If instead, earnings were averaged only over the years an immigrant resides in the U.S., and benefits were prorated based on the share of a 35 or 40 year base period spent in residence, immigrants would receive the same return on their social security taxes as U.S. born who have the same earnings in each year. For a sample from the Health and Retirement Study, a group born from 1931 to 1941, prorating reduces the social security benefits of immigrants by 7 to 15 percent. For immigrants who entered in the 1980's, the comparable reductions in benefits would be over 30 percent.
It is difficult to justify the current procedures determining social security benefits for immigrants on the basis of income or wealth differences between U.S. and foreign born. Among HRS respondents, mean total wealth of immigrants is 92 percent of the mean total wealth of U.S. born, while the mean income of immigrants exceeds the mean income of U.S. born by 3 percent. But income and wealth are less evenly distributed among foreign born than U.S. born. The top quarter among foreign born have higher incomes than U.S. born and similar wealth, while the bottom quarters of foreign born have lower wealth and income than U.S. born.
Depending on whether the appropriate period for calculating benefits is taken to be 35 or 40 years, prorating would reduce the present value of benefit payments to the cohort of immigrants born from 1932 to 1941 (91 percent of the HRS cohort) by $7.5 billion or $15 billion, respectively. The 1932 to 1941 cohort represents one seventh of all foreign born who are now 25 to 64.

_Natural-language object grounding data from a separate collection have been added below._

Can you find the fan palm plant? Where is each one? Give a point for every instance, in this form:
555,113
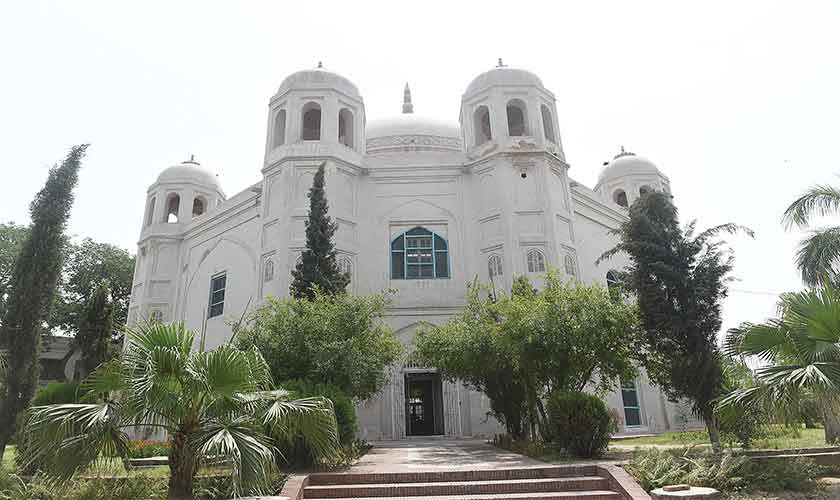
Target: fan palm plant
218,404
800,356
819,253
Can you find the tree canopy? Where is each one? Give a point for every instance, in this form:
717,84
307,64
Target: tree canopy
679,281
520,346
335,339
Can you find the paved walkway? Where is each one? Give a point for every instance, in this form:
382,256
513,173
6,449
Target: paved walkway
414,455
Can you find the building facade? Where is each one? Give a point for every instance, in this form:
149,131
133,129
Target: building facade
423,207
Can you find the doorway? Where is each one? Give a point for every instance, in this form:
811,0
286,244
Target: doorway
423,404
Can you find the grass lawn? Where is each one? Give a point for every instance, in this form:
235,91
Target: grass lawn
778,437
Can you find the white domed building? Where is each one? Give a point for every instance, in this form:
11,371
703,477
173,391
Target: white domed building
488,196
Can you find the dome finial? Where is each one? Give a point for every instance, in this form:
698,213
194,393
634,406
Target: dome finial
407,106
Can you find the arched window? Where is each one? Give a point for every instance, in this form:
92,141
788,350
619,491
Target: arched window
268,271
494,266
311,126
150,216
620,197
569,266
280,128
419,254
536,261
345,265
481,124
548,123
613,283
345,127
199,206
517,118
173,203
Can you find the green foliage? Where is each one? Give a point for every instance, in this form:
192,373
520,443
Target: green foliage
214,403
339,340
800,353
96,326
318,267
728,472
580,423
679,280
147,449
32,289
517,347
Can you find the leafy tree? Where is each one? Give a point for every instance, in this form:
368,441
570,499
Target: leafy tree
96,326
11,238
800,351
518,348
332,339
32,288
88,266
679,281
318,266
219,404
819,254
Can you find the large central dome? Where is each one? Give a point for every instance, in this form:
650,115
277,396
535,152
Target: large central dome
409,132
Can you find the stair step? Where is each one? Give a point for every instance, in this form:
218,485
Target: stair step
551,495
468,475
440,488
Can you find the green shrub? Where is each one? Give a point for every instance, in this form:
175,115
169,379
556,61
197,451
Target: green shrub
580,423
146,449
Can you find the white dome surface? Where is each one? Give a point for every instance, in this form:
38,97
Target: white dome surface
503,76
409,132
627,164
190,172
312,79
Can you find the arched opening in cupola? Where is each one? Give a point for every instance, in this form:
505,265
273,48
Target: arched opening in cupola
311,123
517,118
481,124
345,127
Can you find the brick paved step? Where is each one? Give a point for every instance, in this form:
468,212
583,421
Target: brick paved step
552,495
441,488
470,475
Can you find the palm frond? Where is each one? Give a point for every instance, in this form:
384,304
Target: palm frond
818,256
819,200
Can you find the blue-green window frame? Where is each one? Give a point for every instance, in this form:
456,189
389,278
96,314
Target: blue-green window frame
439,245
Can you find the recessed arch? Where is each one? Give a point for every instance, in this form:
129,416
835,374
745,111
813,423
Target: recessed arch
310,129
481,125
173,205
536,261
345,127
280,128
517,116
419,254
620,197
548,123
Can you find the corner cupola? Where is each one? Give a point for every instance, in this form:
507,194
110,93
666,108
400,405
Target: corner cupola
628,176
509,108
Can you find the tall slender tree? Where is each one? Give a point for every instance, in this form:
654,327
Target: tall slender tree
95,329
318,266
32,289
679,280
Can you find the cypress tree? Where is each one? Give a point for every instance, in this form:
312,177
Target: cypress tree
318,266
32,289
95,329
679,280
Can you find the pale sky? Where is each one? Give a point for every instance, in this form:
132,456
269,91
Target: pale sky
737,102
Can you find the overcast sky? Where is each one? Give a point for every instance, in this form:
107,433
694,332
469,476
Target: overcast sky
737,102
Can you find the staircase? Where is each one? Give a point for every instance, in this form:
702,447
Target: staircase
588,482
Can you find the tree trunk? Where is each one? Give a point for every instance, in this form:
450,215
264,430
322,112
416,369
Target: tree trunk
713,429
182,467
830,410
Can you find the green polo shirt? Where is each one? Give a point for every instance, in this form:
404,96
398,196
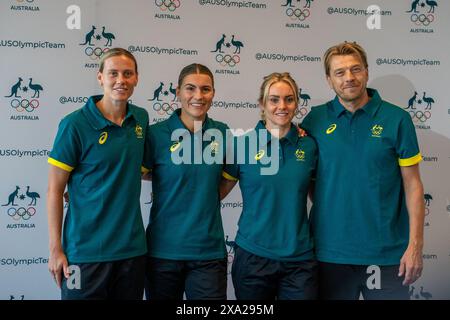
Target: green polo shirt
103,221
185,221
274,222
359,214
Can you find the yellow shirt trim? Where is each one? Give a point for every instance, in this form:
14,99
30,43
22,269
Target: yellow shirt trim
144,170
410,161
59,164
228,177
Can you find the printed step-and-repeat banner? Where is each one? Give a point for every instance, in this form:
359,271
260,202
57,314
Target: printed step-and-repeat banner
50,52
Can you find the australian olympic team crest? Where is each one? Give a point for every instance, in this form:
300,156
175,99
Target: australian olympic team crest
227,53
23,97
419,108
230,253
303,101
20,207
95,43
298,12
422,15
24,5
167,9
164,101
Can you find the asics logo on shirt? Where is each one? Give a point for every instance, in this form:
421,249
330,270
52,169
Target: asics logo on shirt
259,155
377,130
300,155
331,128
175,146
103,137
138,131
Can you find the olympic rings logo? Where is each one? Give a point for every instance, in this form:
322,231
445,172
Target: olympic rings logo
21,212
165,108
24,104
422,19
300,113
420,116
170,5
95,53
298,14
228,59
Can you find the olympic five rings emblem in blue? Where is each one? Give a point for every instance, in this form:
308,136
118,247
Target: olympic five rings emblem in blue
421,116
21,212
170,5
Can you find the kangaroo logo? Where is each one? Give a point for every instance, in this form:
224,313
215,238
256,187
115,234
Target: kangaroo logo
427,16
420,108
91,39
297,13
103,137
331,128
376,131
259,155
170,5
29,103
234,47
166,104
22,210
300,155
138,131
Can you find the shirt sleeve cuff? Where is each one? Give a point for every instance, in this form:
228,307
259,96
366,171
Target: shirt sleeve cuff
410,161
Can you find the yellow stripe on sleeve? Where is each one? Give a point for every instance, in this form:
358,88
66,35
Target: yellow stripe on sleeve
228,177
59,164
410,161
145,170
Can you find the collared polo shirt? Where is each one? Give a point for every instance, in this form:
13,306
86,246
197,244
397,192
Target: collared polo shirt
359,215
103,221
185,221
274,222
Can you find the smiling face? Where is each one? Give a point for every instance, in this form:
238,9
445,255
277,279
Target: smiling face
118,79
348,78
195,94
279,107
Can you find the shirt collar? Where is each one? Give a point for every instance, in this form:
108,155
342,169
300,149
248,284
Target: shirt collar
370,108
96,118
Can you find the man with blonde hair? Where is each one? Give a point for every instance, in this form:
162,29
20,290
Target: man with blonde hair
368,209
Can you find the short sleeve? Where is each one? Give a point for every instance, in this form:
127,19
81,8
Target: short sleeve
407,147
66,149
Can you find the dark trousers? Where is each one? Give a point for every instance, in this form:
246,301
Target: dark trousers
258,278
347,282
115,280
199,279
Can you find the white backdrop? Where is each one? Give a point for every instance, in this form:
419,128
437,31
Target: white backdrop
48,70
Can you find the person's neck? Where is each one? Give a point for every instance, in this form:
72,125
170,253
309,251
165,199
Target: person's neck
191,123
114,112
354,105
278,131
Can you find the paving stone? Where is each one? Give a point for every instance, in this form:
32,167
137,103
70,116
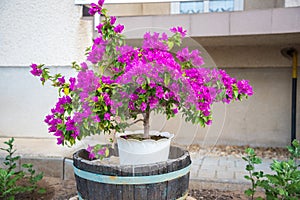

One can also ask whether, from a purely selfish financial viewpoint, if U.S. born participants would have preferred to have immigrants from the HRS cohort included in social security. The answer is yes. Despite the better deal they receive, like U.S. born participants in the HRS cohort, most immigrants in the HRS cohort will pay more in taxes than they will receive in benefits, although just barely. Taxes received from immigrants who subsequently emigrate without collecting benefits tip the balance in favor of including immigrants from the HRS cohort.